MindBreak AI Consulting – Terms of Service
Effective Date: September 5, 2025
Last Updated: September 5, 2025
1. Agreement to Terms
By accessing or using any website, application, API, dashboard, agent, or professional service (collectively, the “Services”) offered by MindBreak AI Consulting, LLC (“MindBreak AI,” “we,” “our,” or “us”), you (“Client,” “you,” or “your”) agree to be bound by these Terms of Service (“Terms”). If you are entering into these Terms on behalf of a company or other legal entity, you represent that you have authority to bind that entity; “you” and “your” will refer to that entity. If you do not agree, do not use the Services.
These Terms incorporate our Privacy Policy, any Statement of Work (“SOW”), Order Form, Data Processing Agreement (“DPA”), or additional written supplement executed by the parties (collectively, the “Agreement”). In the event of a conflict, the documents control in the following order: (1) SOW or Order Form, (2) DPA, (3) these Terms, (4) Privacy Policy.
2. Definitions
Client Content: Data, prompts, files, models, or other materials you provide or upload to the Services.

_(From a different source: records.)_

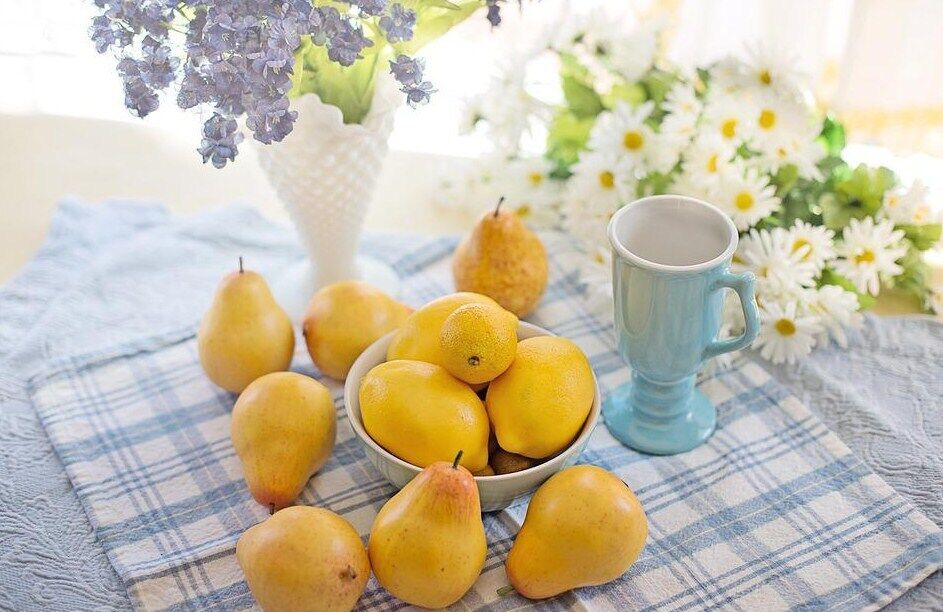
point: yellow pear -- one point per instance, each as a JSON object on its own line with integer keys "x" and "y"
{"x": 422, "y": 414}
{"x": 502, "y": 259}
{"x": 540, "y": 403}
{"x": 583, "y": 527}
{"x": 343, "y": 319}
{"x": 304, "y": 559}
{"x": 478, "y": 342}
{"x": 245, "y": 333}
{"x": 418, "y": 337}
{"x": 427, "y": 545}
{"x": 283, "y": 430}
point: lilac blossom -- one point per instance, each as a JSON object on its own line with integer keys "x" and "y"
{"x": 237, "y": 57}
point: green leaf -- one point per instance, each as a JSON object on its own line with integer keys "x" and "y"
{"x": 567, "y": 136}
{"x": 785, "y": 179}
{"x": 923, "y": 237}
{"x": 433, "y": 19}
{"x": 657, "y": 83}
{"x": 633, "y": 93}
{"x": 831, "y": 277}
{"x": 833, "y": 135}
{"x": 915, "y": 279}
{"x": 581, "y": 98}
{"x": 858, "y": 194}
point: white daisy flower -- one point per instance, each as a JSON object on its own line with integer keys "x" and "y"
{"x": 772, "y": 67}
{"x": 799, "y": 148}
{"x": 727, "y": 76}
{"x": 813, "y": 243}
{"x": 907, "y": 206}
{"x": 837, "y": 310}
{"x": 746, "y": 196}
{"x": 936, "y": 300}
{"x": 869, "y": 252}
{"x": 779, "y": 270}
{"x": 604, "y": 177}
{"x": 528, "y": 189}
{"x": 774, "y": 119}
{"x": 632, "y": 55}
{"x": 707, "y": 159}
{"x": 729, "y": 117}
{"x": 683, "y": 109}
{"x": 623, "y": 131}
{"x": 786, "y": 333}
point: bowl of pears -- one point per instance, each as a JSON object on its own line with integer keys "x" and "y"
{"x": 464, "y": 374}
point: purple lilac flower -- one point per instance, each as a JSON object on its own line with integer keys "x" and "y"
{"x": 398, "y": 23}
{"x": 407, "y": 70}
{"x": 238, "y": 57}
{"x": 346, "y": 45}
{"x": 220, "y": 140}
{"x": 138, "y": 97}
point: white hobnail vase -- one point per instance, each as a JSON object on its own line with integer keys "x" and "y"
{"x": 325, "y": 173}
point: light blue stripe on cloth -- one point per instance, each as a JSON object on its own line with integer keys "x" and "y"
{"x": 774, "y": 512}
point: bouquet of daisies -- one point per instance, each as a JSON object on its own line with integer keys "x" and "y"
{"x": 246, "y": 59}
{"x": 822, "y": 237}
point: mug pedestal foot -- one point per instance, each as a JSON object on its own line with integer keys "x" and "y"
{"x": 641, "y": 430}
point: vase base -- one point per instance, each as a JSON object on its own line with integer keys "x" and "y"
{"x": 295, "y": 286}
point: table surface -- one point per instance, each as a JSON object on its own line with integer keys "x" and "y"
{"x": 46, "y": 158}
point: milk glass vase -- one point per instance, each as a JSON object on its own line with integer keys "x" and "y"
{"x": 325, "y": 173}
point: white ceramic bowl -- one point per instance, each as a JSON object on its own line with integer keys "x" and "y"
{"x": 497, "y": 492}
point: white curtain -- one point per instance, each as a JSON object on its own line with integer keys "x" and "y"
{"x": 877, "y": 63}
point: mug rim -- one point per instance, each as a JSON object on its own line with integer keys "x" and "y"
{"x": 621, "y": 250}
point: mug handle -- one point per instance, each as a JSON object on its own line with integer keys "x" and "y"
{"x": 743, "y": 285}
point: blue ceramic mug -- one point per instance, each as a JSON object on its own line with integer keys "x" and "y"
{"x": 670, "y": 267}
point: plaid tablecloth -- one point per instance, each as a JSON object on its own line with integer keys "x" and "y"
{"x": 773, "y": 512}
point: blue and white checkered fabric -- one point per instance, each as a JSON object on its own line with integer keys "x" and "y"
{"x": 773, "y": 512}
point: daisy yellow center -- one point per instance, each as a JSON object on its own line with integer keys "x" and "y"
{"x": 607, "y": 179}
{"x": 743, "y": 201}
{"x": 785, "y": 327}
{"x": 633, "y": 141}
{"x": 767, "y": 119}
{"x": 800, "y": 243}
{"x": 712, "y": 163}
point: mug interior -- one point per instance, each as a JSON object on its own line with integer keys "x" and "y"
{"x": 673, "y": 231}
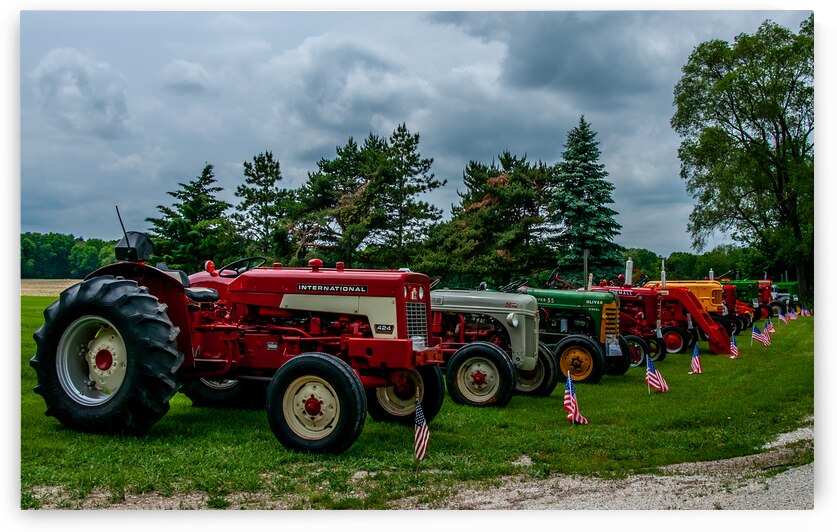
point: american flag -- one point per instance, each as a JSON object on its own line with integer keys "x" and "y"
{"x": 696, "y": 367}
{"x": 422, "y": 433}
{"x": 761, "y": 337}
{"x": 653, "y": 377}
{"x": 733, "y": 347}
{"x": 571, "y": 403}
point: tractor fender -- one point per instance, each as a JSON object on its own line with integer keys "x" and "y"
{"x": 168, "y": 289}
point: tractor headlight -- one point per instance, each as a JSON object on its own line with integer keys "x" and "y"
{"x": 512, "y": 319}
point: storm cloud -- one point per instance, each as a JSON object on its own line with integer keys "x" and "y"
{"x": 120, "y": 107}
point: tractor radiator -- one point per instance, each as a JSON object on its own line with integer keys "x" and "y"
{"x": 417, "y": 320}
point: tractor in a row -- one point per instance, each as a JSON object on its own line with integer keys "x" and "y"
{"x": 324, "y": 345}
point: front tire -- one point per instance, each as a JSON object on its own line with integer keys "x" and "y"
{"x": 398, "y": 403}
{"x": 541, "y": 381}
{"x": 316, "y": 403}
{"x": 580, "y": 355}
{"x": 481, "y": 374}
{"x": 106, "y": 357}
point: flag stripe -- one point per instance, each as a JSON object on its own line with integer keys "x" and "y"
{"x": 422, "y": 436}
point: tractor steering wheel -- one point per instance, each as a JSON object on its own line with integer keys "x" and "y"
{"x": 514, "y": 285}
{"x": 236, "y": 268}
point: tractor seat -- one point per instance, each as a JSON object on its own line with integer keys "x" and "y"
{"x": 201, "y": 294}
{"x": 196, "y": 294}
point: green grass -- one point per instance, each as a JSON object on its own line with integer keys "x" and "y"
{"x": 732, "y": 409}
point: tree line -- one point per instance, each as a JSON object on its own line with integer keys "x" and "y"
{"x": 367, "y": 207}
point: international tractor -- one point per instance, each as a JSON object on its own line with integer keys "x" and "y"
{"x": 490, "y": 345}
{"x": 329, "y": 344}
{"x": 581, "y": 328}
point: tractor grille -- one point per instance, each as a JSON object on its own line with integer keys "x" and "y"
{"x": 417, "y": 320}
{"x": 610, "y": 320}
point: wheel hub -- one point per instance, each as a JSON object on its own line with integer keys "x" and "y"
{"x": 106, "y": 360}
{"x": 313, "y": 406}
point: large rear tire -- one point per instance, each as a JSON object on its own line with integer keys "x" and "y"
{"x": 481, "y": 374}
{"x": 316, "y": 403}
{"x": 106, "y": 357}
{"x": 398, "y": 403}
{"x": 580, "y": 355}
{"x": 541, "y": 381}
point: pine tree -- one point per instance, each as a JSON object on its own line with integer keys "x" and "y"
{"x": 579, "y": 207}
{"x": 263, "y": 206}
{"x": 499, "y": 231}
{"x": 400, "y": 218}
{"x": 194, "y": 229}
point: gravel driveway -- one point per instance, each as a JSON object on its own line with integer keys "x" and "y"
{"x": 742, "y": 483}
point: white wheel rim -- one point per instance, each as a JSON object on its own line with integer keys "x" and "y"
{"x": 91, "y": 361}
{"x": 220, "y": 384}
{"x": 311, "y": 407}
{"x": 478, "y": 379}
{"x": 401, "y": 401}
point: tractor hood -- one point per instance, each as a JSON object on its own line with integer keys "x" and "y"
{"x": 482, "y": 301}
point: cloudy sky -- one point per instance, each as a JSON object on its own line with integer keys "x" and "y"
{"x": 117, "y": 108}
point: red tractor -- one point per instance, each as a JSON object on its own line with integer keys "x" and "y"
{"x": 639, "y": 321}
{"x": 320, "y": 347}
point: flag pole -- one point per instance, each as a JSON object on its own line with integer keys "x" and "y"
{"x": 570, "y": 376}
{"x": 415, "y": 456}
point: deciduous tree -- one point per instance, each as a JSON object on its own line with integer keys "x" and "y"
{"x": 745, "y": 111}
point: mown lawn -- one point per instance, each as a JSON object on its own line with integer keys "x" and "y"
{"x": 732, "y": 409}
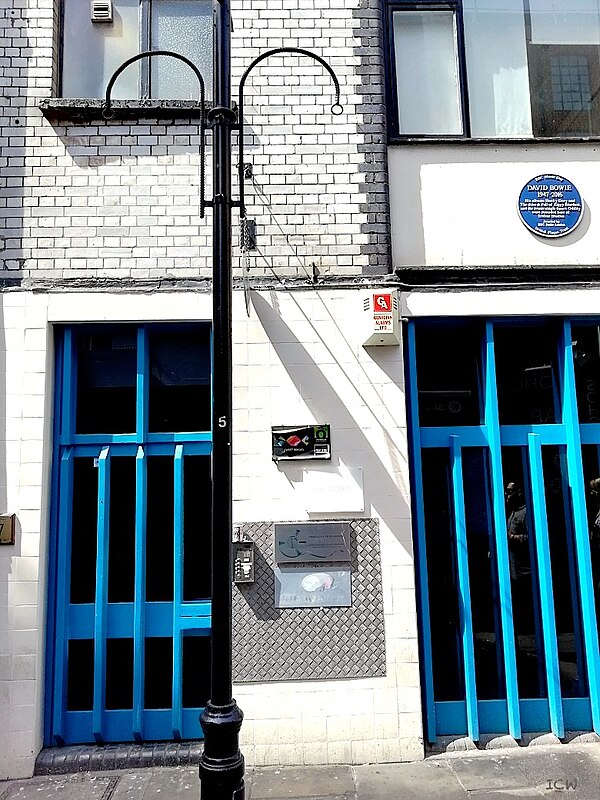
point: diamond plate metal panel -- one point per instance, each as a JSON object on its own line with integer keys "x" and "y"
{"x": 281, "y": 644}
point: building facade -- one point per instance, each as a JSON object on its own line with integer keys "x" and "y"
{"x": 426, "y": 620}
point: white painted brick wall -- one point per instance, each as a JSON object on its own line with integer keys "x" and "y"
{"x": 298, "y": 358}
{"x": 120, "y": 200}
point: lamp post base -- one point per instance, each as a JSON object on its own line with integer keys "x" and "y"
{"x": 221, "y": 764}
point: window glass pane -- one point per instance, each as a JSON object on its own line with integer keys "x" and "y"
{"x": 483, "y": 575}
{"x": 185, "y": 27}
{"x": 93, "y": 51}
{"x": 427, "y": 72}
{"x": 586, "y": 360}
{"x": 448, "y": 371}
{"x": 180, "y": 380}
{"x": 498, "y": 78}
{"x": 527, "y": 375}
{"x": 106, "y": 375}
{"x": 564, "y": 61}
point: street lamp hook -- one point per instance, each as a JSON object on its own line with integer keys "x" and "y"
{"x": 336, "y": 108}
{"x": 108, "y": 111}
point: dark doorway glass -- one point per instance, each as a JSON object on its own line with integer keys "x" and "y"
{"x": 527, "y": 374}
{"x": 106, "y": 380}
{"x": 196, "y": 530}
{"x": 448, "y": 678}
{"x": 586, "y": 361}
{"x": 159, "y": 529}
{"x": 119, "y": 673}
{"x": 483, "y": 579}
{"x": 567, "y": 606}
{"x": 180, "y": 397}
{"x": 84, "y": 530}
{"x": 80, "y": 675}
{"x": 121, "y": 544}
{"x": 196, "y": 671}
{"x": 524, "y": 579}
{"x": 449, "y": 374}
{"x": 591, "y": 471}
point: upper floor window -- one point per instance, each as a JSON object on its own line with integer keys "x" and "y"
{"x": 92, "y": 50}
{"x": 495, "y": 68}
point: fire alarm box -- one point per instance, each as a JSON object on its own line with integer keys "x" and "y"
{"x": 243, "y": 562}
{"x": 381, "y": 318}
{"x": 7, "y": 528}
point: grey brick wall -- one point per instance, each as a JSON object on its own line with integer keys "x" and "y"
{"x": 119, "y": 201}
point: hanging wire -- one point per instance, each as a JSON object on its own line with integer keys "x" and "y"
{"x": 245, "y": 246}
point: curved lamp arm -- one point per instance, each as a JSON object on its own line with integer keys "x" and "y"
{"x": 336, "y": 108}
{"x": 108, "y": 113}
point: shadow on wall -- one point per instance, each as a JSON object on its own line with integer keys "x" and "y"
{"x": 370, "y": 55}
{"x": 325, "y": 403}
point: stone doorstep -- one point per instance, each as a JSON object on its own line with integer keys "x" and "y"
{"x": 96, "y": 758}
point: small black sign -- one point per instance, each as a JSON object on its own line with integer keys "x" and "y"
{"x": 309, "y": 441}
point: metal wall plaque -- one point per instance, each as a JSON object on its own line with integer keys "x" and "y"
{"x": 310, "y": 542}
{"x": 304, "y": 588}
{"x": 308, "y": 441}
{"x": 550, "y": 206}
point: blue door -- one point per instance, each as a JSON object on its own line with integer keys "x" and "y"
{"x": 129, "y": 606}
{"x": 505, "y": 450}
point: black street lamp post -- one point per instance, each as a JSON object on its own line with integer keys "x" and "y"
{"x": 221, "y": 763}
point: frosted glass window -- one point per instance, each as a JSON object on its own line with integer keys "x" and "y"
{"x": 427, "y": 72}
{"x": 497, "y": 73}
{"x": 184, "y": 26}
{"x": 92, "y": 52}
{"x": 560, "y": 22}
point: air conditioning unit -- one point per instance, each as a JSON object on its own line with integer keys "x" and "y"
{"x": 101, "y": 10}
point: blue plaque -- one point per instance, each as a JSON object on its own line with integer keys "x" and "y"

Output: Any text, audio, image, code, or other content generated by the Services in response to Client Content.
AI Provider(s): Third-party large-language-model or generative-AI vendors (e.g., OpenAI, Anthropic, Google) whose APIs MindBreak AI may call.
Beta Services: Features labeled “alpha,” “beta,” “preview,” or similar.
3. Eligibility & Account Registration
You must be at least 18 years old—and not barred by applicable law—to use the Services. Certain features require creating an account and providing accurate, complete registration information. You are responsible for safeguarding account credentials and any activity under your account.
4. Scope of Services
Consulting & Implementation. We may design, build, deploy, or operate AI agents, automations, and related software pursuant to an SOW.
Managed SaaS & APIs. We host dashboards, endpoints, or models accessible on a subscription or usage basis.
Support. Support tiers, response times, and deliverables are defined in the applicable Order Form or SOW.
We reserve the right to modify, suspend, or discontinue Services upon reasonable notice (email or in-app notice sufficient) unless otherwise specified in a paid SOW.
5. Acceptable Use
You must not:
- Violate any law, regulation, or court order (including export-control and sanctions laws).
- Infringe or misappropriate intellectual-property or privacy rights.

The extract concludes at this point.